East Dean & Friston
England, United Kingdom
I came across the church at East Dean whilst wandering the lanes and bridleways of the area during a sunny spring afternoon. The church is dedicated to Saint Simon and Saint Jude and boasts a Saxon tower and more interestingly an unusual Tapsel gate, a gate designed to prevent cattle from entering the churchyard. A laminated A4 sheet tacked to the 'parish notices' board gave additional information:
"The earliest documentary evidence now available is to be found in the margin of the XVIIth century Church Register.
This records the fact that, during the Commonwealth, the populace cleaned out the pond and removed three large stones from the bottom. These stones are supposed to have been used to form the mounting block or stile, which can be seen alongside the churchyard wall to the south of the Tapsell Gate.

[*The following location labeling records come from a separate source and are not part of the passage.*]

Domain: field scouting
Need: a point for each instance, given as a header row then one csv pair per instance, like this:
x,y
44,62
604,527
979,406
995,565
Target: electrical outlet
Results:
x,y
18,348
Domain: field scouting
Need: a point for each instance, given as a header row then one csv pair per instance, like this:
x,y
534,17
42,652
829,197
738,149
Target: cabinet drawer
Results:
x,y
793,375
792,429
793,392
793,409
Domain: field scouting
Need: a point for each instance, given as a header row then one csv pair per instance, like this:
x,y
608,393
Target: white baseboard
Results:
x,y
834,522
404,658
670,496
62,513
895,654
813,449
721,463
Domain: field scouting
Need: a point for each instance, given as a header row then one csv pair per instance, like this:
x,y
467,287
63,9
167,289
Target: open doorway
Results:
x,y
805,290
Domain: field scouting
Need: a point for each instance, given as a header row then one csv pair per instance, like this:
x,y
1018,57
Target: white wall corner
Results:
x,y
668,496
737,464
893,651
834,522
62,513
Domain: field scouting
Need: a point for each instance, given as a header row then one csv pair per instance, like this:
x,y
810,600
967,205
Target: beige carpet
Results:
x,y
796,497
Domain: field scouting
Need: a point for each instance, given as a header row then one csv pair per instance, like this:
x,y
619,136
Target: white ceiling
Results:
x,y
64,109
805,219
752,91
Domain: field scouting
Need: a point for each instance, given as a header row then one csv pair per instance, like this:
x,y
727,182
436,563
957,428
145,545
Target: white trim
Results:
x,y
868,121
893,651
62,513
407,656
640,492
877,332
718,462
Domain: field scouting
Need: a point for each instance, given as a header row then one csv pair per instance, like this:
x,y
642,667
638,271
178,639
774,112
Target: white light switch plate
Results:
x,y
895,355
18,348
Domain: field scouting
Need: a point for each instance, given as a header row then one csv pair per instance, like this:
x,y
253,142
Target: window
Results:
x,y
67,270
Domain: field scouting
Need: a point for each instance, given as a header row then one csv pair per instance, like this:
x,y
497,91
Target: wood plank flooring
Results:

Amongst the XIX century papers of the GAGE family is a record of a lawsuit over the rights of watering cattle at the pond, which indicate that the ownership of the pond was in doubt. In the 1950's, as its ownership could still not be established, the Parish Council took over the pond and has maintained it ever since. The Parish Council wrote to the appropriate authority, asking if it could be scheduled as an Ancient Monument. In 1974 the Ministry of the enviroment agreed, being satisfied that the pond was man made as opposed to natural, and it became one of the first such ponds in England to be protected in this way.
The Tapsell Gate is a reproduction of the original one designed by a man called Tapsell, a Sussex blacksmith in the early XIX century. The original version was constructed of iron and, when open, provided a rest for coffins and easy access for the bearers when a funeral procession was formed."